Weinerth ist einer von derzeit drei Pfarrerinnen und Pfarrer in der pfälzischen Landeskirche, die sich im Laufe ihrer Dienstzeit in Form eines Sabbatjahrs (Ruhejahrs) meist für ein Jahr freistellen lassen. Sie wollen neue Kraft schöpfen, etwas anderes tun: Reisen, sich fortbilden, der Familie mehr Zeit schenken, sich sozial engagieren.
Gehalt wird vorher angespart
Die meisten Pfarrerinnen und Pfarrer, die sich für eine solche bezahlte Auszeit entscheiden, sind zwischen 50 und 60 Jahre alt. Doch auch jüngere Kolleginnen und Kollegen machten ein "Sabbatical", berichtet Pfarrer Thomas Jakubowski, der Vorsitzende der pfälzischen Pfarrvertretung, des Berufsverbandes der Pfarrerschaft in der Pfalz und Saarpfalz. Sie gingen etwa in Elternzeit oder pflegten Angehörige.

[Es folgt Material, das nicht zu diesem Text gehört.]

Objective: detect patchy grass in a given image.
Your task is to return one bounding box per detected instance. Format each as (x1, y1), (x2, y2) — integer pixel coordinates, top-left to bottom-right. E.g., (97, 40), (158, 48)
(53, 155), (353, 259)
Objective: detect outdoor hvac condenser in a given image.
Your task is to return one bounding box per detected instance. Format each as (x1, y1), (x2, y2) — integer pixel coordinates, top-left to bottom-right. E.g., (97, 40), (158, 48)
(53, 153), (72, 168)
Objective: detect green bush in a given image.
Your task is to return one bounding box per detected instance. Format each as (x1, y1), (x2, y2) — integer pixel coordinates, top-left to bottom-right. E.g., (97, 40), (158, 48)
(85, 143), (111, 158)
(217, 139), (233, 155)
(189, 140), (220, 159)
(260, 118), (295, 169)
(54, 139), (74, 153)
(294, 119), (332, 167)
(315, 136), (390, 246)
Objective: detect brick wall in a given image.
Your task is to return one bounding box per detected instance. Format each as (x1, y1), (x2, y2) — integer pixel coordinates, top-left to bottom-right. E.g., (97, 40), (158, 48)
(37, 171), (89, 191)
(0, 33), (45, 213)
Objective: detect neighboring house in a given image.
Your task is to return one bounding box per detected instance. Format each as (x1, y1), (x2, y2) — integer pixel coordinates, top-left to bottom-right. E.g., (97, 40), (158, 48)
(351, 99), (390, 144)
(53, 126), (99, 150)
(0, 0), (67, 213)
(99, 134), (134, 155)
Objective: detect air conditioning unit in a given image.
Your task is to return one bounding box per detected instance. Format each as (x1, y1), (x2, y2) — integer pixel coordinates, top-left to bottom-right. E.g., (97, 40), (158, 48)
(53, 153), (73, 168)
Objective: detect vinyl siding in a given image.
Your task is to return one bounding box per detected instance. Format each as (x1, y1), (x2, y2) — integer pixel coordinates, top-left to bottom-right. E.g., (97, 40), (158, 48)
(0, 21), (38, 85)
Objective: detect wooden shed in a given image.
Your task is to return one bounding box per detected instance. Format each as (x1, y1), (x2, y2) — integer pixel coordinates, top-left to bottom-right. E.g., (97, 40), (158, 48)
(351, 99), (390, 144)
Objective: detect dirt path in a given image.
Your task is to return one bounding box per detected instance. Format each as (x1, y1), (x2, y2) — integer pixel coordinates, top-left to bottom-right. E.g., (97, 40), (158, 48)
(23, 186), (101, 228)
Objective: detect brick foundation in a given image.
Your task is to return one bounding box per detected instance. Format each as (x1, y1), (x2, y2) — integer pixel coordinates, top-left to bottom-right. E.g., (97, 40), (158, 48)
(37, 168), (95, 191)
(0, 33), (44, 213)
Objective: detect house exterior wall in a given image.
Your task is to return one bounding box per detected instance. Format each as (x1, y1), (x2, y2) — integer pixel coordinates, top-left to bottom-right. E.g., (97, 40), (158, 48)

Dabei haben diejenigen, die ein Sabbatjahr in Anspruch nehmen, in der Regel über einen Zeitraum von sechs Jahren in Vollzeit Geld angespart, indem sie auf einen Teil des Gehalts verzichteten. Dieses Geld wird während des Freijahres ausbezahlt, auch alle anderen Versorgungsansprüche laufen weiter. Viele Pfarrerinnen und Pfarrer hängen ein Sabbatjahr an das Ende ihrer Dienstzeit - und können somit ohne finanzielle Einbußen früher den Weg in den Ruhestand einschlagen.
Vakanz gut vorbereiten
Ein Sabbatjahr will gut vorbereitet und organisiert sein, betont Jakubowski. Der Pfarrermangel und die Arbeitsverdichtung werde es allerdings immer weniger Pfarrerinnen und Pfarrern ermöglichen, sich länger von ihrer Arbeit loszueisen. Für die zeitweise Vakanz muss eine Vertretung gefunden werden, andere müssen die Arbeit mitmachen.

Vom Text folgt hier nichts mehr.